From the Hip: If You Can't Take the Heat…

From The Hip


Every year, the “Dog Days” of summer get to me. When August arrives and the temperatures reach their pinnacle, I get an overwhelming feeling in my body that wants summer to end and winter to begin. It’s the time of year when my ski-blood boils as gear guides hit newsstands and ski shops stock their shelves with the year’s newest equipment. Maybe it’s the anticipation of carving the year’s first turns that gets the better of me. Or maybe I’m just tired of sweating.

Don’t get me wrong, I’m a huge golfer and I love summer. But in Colorado, golf is a year-round sport, and sunny, 65-degree winter days are the norm in the Front Range. So bring on the mountain snow.

This year, I’m especially excited for the ski season. After ample snowfall blessed the Rockies last year, anticipation for good snowpack is high. Hopefully, the snow gods will be kind to every mountain peak this winter.
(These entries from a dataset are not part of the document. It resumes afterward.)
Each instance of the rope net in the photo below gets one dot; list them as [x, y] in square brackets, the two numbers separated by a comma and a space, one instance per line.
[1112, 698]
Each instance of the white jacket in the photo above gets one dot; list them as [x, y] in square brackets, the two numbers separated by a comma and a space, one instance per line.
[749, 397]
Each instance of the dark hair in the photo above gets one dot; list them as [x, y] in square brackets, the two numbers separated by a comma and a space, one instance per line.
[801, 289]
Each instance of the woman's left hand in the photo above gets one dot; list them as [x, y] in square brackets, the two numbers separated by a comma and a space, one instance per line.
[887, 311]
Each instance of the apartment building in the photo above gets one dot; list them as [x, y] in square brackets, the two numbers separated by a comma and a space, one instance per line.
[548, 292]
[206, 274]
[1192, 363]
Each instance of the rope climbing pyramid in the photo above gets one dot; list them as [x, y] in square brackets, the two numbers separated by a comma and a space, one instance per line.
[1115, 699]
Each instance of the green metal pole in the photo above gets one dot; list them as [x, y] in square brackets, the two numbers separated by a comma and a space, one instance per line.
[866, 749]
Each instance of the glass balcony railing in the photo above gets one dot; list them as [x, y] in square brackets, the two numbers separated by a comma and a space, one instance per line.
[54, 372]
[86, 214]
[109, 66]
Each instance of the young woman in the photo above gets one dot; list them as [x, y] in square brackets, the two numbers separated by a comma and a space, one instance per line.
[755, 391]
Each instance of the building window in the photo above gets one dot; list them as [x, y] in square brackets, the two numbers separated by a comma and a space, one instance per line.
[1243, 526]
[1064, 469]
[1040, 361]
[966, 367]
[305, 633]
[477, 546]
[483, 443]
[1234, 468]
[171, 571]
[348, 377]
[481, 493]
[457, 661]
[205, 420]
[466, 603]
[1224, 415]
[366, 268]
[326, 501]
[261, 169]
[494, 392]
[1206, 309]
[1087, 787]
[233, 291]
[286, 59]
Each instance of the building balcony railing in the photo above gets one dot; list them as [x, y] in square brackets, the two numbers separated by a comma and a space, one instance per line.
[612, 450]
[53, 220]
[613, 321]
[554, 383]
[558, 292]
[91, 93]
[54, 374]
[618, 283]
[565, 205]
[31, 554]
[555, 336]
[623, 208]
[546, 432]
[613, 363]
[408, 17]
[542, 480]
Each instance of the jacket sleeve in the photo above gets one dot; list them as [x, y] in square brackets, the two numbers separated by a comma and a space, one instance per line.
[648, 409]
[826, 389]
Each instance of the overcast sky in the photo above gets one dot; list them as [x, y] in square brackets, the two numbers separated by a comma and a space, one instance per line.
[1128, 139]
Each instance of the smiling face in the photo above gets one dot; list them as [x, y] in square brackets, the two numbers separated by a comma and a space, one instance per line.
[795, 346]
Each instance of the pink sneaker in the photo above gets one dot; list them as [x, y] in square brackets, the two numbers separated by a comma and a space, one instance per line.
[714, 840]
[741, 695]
I’m also excited for World Cup skiing. After breakout years from Bode Miller, Daron Rahlves, Kirsten Clark and Jonna Mendes, expectations are high for them and the U.S. Ski Team, whose alpine team and men’s team both finished third in the Nation’s Cup standings last year. Also, the drama builds as Hermann Maier returns for his first full season since his motorcycle accident. Will he return to “Herminator” dominance or just survive? Meanwhile, his teammate and rival, Stephan Eberharder returns for his 15th season to defend his Super G and Overall World Cup titles, which he narrowly won over Bode Miller (Dammit!). Can he hold off Bode for another season? Or will Miller become the first U.S. male skier since Phil Mahre in 1983 to win the Overall World Cup Title? It’ll be exciting to watch.

Moreover, I’m excited to enter this ski season 100 percent healthy. Last season, for the first time in my skiing career, I skied hurt. After surfing an avalanche in Alaska in April 2002, I dubbed myself “a social skier” and cruised the mountain groomers with an unassertive and gregarious attitude. It was fun, but skiing hurt is nothing like skiing healthy. I’m looking forward to attacking the mountain again. So be aware because I just might be on your tail.

Lastly, I’m excited to be involved with the best sport in the world for another season. Skiing isn’t a sport as much as it is a way of life. Our attitudes are dominated by weather, snow conditions and dreams of carving the perfect turn in the perfect environment. To me, it’s the closest thing to flying without leaving the ground.

So, fade out the sprinklers and spark up the snowguns. Pack up the fireworks and break out the avy charges. Get into shape and think of that first day on the slopes when you carve your first turn and feel free again. Bring on winter!